A more necessary improvement is the mobile experience. A quarter of all YouTube views are on mobile devices, a figure that will undoubtedly continue to grow. As Facebook struggles to deliver a mobile experience that is both user and brand-friendly, the new YouTube delivers on both fronts. Particularly beneficial to brand pages, the refresh automatically scales branded layouts to the screen dimensions, creating a more consistent user experience and maintaining the clarity of a brand’s presence whether it be on mobile or on larger screens.
Users should welcome the improvements, but a more robust mobile and TV service also positions YouTube to better serve its brand partners, and ultimately create a more profitable platform.
Brands embrace YouTube with less hesitation and greater consistency than almost any other social platform. Its broadcast format is less intimidating than platforms such Twitter, where consumers increasingly expect real time dialogue with the brand, and yet the YouTube brand experience, until now, has been less than perfect.
Inconsistent brand visibility, content easily lost in the clutter and platform variations has led to many brands seeing YouTube as little more than a video dumping ground and a true social community. This approach has always been shortsighted, but with the average US user now spending an astonishing 500 minutes a month on YouTube, brands which fail to embrace and cultivate their YouTube audience are missing out on cultivating a rich and rewarding relationship.
If brands are to rethink YouTube strategy what are the main benefits of the new design?
YouTube’s new look for brands has just gone live. Few major brands have rushed to opt in, something sure to change over the coming weeks. Perhaps the best current example is Channel Intel. To fully experience the update, be sure to view the channel through different devices.
The new homepage bears an uncanny similarity to both Google+ and Facebook – not a bad thing.

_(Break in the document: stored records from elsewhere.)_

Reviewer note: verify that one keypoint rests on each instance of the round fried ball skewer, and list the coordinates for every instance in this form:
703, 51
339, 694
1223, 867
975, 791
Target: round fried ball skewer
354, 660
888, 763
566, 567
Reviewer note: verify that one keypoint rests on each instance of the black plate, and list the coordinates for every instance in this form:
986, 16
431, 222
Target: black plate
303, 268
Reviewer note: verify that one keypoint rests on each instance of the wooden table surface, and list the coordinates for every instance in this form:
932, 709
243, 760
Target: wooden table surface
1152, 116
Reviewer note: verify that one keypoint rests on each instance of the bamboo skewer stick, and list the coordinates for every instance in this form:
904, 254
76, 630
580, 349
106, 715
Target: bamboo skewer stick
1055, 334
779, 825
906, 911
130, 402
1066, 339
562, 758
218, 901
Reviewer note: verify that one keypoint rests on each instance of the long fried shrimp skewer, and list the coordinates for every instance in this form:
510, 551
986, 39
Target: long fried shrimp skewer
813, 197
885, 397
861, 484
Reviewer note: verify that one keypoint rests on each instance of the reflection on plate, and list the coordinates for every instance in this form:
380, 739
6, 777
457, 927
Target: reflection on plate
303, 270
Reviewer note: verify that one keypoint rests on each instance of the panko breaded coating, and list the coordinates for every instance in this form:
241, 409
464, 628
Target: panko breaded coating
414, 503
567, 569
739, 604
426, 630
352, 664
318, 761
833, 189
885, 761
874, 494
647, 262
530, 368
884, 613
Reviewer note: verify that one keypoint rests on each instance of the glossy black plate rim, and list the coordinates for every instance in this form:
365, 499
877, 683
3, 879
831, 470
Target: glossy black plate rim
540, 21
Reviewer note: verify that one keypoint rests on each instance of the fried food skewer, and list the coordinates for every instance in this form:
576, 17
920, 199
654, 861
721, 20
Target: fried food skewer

Brands benefit from a consistent look and feel across platforms—regardless of watching on a cell, laptop, tablet or 60” TV.
Encouraging subscriptions is at the heart of the new YouTube, and for good reason: those who subscribe watch twice as much. For brands, subscriptions should be a priority. Once a user subscribes, the brand channel can be a single click away anywhere within the platform. Brands do need to be aware that subscribers will see when their subscriptions update, increasing the importance of regularly publishing new content.
Smart brands already invest time and effort creating playlists that encourage and aid discovery. The new YouTube places even more emphasis on Playlists, making them easier to view, edit and share. The benefit to the brand is simple, the better the playlist, the easier it is for consumers to lose themselves in the brand experience, watch and hopefully share the content.
The new-look YouTube is available now, however most brands are taking their time before opting to switch. The hesitation is understandable. While many have custom built units within their page, others are keen to observe the experience of others and learn from their growing pains. The upgrade must be made (migration will be mandatory by summer) and should be embraced. While not perfect, YouTube has updated its platform to embrace emerging behavior, enhance brand channels and put the channel back at the heart of film content consumption.